Bitcoin is now recognized as financial instrument under German banking rules. The Guardian writes:
Germany’s ministry of finance has formally recognised the digital currency Bitcoin as a “unit of account” which can be used for private transactions – meaning that the ministry will now be able to tax users or creators of the four-year-old virtual money.
As reported here, this “recognition” was laid out in a Finance Ministry response to a query from Frank Schaeffler, a member of parliament’s Finance Committee.
‘For the first time, the federal government recognizes Bitcoins as private money,’ said Schaeffler
Schaeffler is an MP from the German liberal party, a vocal classical liberal, and one of the few torch-bearers for a common-sense economic policy in European politics.

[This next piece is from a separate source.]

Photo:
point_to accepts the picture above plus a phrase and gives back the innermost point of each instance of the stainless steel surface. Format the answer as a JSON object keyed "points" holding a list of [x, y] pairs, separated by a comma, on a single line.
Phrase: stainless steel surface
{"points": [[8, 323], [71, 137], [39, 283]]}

Such a recognition of BitCoin as a unit of account is good news for proponents of private currencies. As money exists first and foremost to lower transaction costs, its “exchangeability” is key. In the contemporary world, an awful lot of our transactions are compulsory ones, with states.
But the news from Germany also raise a question about the always difficult relationship between classical liberals and party politics. I am usually skeptical about the real chances for a libertarian politicians to have an impact on decision making. Any libertarian troop in a democratically elected Parliament is likely to be extremely small. But this does not mean it can’t have an impact: both in watering down or restraining bad decisions (perhaps the most important business it should be active in), and in pushing forward some small incremental improvement that could nevertheless plant seeds for future development. This is exactly what Mr Schaeffler has done in these circumstances, or so it seems to me.
In life, anybody should strive to pursue her happiness indeed–therefore specious attempts to strategize on the future of the libertarian movement as a coherent collective (that should “produce” either politicians, journalists, scholars, or future donor multi- millionaires) are always a bit ludicrous. However, by definition libertarians tend to dissuade other people to enter “the great machine.” We find indeed persuasive the account of politics provided by Auberon Herbert.
But the likes of Mr Schaeffler (there are very few of them indeed) teach us that perhaps libertarians should not make a point to desert parliamentary arenas all together.
We know well, in this crisis, how most politicians, though believing themselves to be quite exempt from any intellectual influence, are indeed “the slaves of some defunct economist”–typically, of one defunct economist. On the contrary, Mr Schaeffler consciously wanted to be the advocate of quite a different defunct economist. I would personally feel safer, if there were a couple of his likes in every European state Parliament.